As our "health care reform chicken soup" is created in this next stage and bills are merged, I started to wonder what are vital ingredients needed to make the tastiest, most nourishing final masterpiece that will inspire rave reviews. Personally, I think the below ingredients (which I saw posted in the Washington Monthly) are essential to that delicious health care reform chicken soup. So my question to you is: what do you think are the vital ingredients that should be included in the recipe for the best health care reform chicken soup? Try not to worry about whether they are realisitc in terms of support. Just list the ideal ingredients you see as important. Do you agree with those below? Disagree? Any additions or amendments?
Bon Appetite!
From the New Republic via Washington Monthly:
‘…The Top Ten Things Worth Fighting For
by Jonathan Cohn
1. Increase the subsidies. The House and HELP bill have sliding scale subsidies that extend to people making up to four times the poverty line, or about $88,000 a year for a family of four. Finance’s bill stops the subsidies at three times the poverty level, although there’s some assistance above it, and offers less help to even those who still qualify. This is a strength of the House and HELP bill and might, in theory, seem like an easy thing to save, since virtually everybody says they worry about reform not making insurance sufficiently affordable. But more subsidies require more money. The options are out there: A tax on sugary sodas, the House's millionaire surcharge, or President Obama's proposal to cap charitable deductions. But it's when you start talking taxes than the centrists start backing away from the table.

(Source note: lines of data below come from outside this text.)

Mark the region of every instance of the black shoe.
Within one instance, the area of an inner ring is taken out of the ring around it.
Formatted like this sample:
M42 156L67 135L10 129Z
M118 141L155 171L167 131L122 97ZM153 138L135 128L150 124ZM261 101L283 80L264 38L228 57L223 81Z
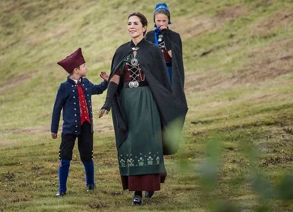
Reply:
M89 184L87 185L87 191L90 191L96 188L96 185L94 184Z
M142 197L138 195L135 195L132 199L132 206L139 206L143 204Z
M58 190L58 191L57 191L57 193L55 195L55 197L61 197L65 195L66 195L66 191Z
M145 191L145 192L144 192L144 197L146 197L147 198L150 198L151 197L152 197L153 196L154 193L155 193L155 191Z

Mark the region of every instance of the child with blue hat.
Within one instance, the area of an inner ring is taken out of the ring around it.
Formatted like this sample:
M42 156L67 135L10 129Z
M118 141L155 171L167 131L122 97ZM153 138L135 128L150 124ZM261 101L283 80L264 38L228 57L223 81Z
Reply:
M170 10L165 3L158 3L154 11L155 30L148 32L146 39L161 48L167 67L173 94L187 106L184 93L184 68L182 43L180 35L170 30ZM165 71L163 70L163 71ZM146 191L145 197L151 198L154 191Z
M184 93L184 68L182 43L180 35L170 30L170 10L165 3L155 7L155 30L148 32L146 39L159 46L163 53L173 94L187 105Z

2. Bolster the protection against high expenses. There’s no reason anybody should face out-of-pocket expenses of more than a few thousand dollars. The House and HELP bills come closer to meeting this standard, although even the protection even in those bills could stand some improvement. This, too, is not so controversial in theory. Everybody, left and right, wants insurance that protects people. But establishing a higher baseline of protection will--like more subsidies--require more funding, to subsidize the more generous insurance. That's really where the challenge lies. There may be a way out of this. If you give insurers leeways for slightly higher deductibles, the money that frees up is enough to require much tighter limits on overall out-of-pocket spending. Or so I am told. It'd be better, though, just to come up with more money.

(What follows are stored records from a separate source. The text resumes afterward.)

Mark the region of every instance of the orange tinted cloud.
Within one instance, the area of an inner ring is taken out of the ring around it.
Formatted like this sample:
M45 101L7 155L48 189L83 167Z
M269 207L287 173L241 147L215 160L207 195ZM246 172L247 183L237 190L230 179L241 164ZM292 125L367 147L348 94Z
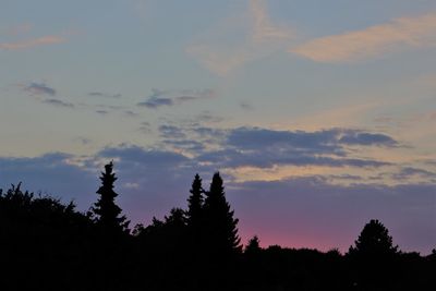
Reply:
M0 49L4 50L21 50L21 49L28 49L37 46L45 46L45 45L53 45L64 43L65 39L59 36L43 36L35 39L17 41L17 43L3 43L0 44Z
M409 47L436 45L436 13L315 38L289 51L318 62L355 61Z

3. Get tough with providers and producers. Both the drug industry and the hospital industry got sweetheart deals. And since the White House was a party to these agreements, rewriting them may not possible, or at least politically realistic. But there may be chances to tweak them and, if so, Congress should take them. Under the current deal, it doesn’t appear either the drug industry or the hospitals will actually be giving up much revenue; if anything, they might come out ahead. Surely it makes sense to ask them for a larger financial sacrifice, particularly if it can be done in a way that fosters more efficient care that would help reduce overall health care spending down the road. Remember, the most important aspect of these deals isn't the cash it frees up in the short term but the behavior changes it fosters in the long run. By the way, while Congress is at it, it might want to look at the other key industry groups--namely, doctors and device-makers.

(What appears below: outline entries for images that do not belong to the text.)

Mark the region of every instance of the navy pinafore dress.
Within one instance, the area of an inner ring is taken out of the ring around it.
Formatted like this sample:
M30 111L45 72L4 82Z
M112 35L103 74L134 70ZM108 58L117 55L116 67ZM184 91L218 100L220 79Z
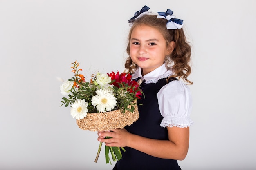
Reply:
M175 78L167 82L166 78L159 79L156 83L144 84L141 86L145 98L138 100L138 109L139 117L137 121L124 128L130 133L148 138L168 140L167 129L160 126L163 119L161 115L157 94L164 85ZM179 170L180 168L176 160L159 158L149 155L130 147L122 150L122 157L116 164L113 170Z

4. Get a public plan (or something that serves the same purpose). Passing a fully fledged public plan, the kind that has all of the bargaining power that its architects originally envisioned, still seems like a long shot. The Senate votes just aren’t there. But idea of a public plan, or something like it, is definitely getting a second look from lawmakers who once dismissed the idea out of hand. The reasons are pretty simple: The idea continues to poll well, at least in isolation, and it eases anxiety about the requirement that everybody get insurance. The most likely scenario, I continue to think, is to arrive at some sort of trigger. But a well-designed trigger might still do some good. The key is designing one that would actually scare insurers, enough to make them provide the kind of affordable coverage we all want.
5. Strengthen the exchanges. The House doesn’t get much credit for this, but it got the exchange structures almost exactly right. In their bills, the exchanges would be national, rather than state-based, with authority to police insurers aggressively and bargain hard for lower prices. The model here is the Massachusetts Connector’s management of the CommonwealthCare program, which has successfully held down premiums for its enrollees. This is not what the insurance companies want, which tells you why it’s so important. But the idea may yet win out. According to my colleague Suzy Khimm, Olympia Snowe is already thinking along those lines.
6. Preserve the Medicare Commission. Letting Congress micromanage Medicare payment policy is a bad idea, unless you’re a lobbyist looking to get special treatment for the hospital, professional group, or maker of medical ware that pays your salary. Let an independent commission make recommendations, and then force Congress to vote on them up-or-down, as they do for closing military bases. The Finance Committee endorsed this idea. So has the president. The House disagrees. And the lobbyists are doing their best to make sure the House prevails.
7. Save the benefits tax. This is another piece Finance got right and the House, in my opinion, got wrong. Taxing high-value health benefits does more than raise revenue that can, in turn, finance subsidies. It also sets off a chain reaction that, according to most experts, will lead to lower health care spending. The Finance bill has protections that exempt workers in high-risk jobs, as the unions (rightly) asked, but the unions are trying to kill it anyway. That’d be a mistake, unless they can present an alternative--a politically realistic alternative--that can both raise money and reduce federal spending in the long run. Personally, I'd love to see labor give on this in exchange for a public plan or better subsidies, two priorities they have--to their great credit--been pushing. (For more on the excise tax and why it makes sense, consult the Center on Budget and Policy Priorities.)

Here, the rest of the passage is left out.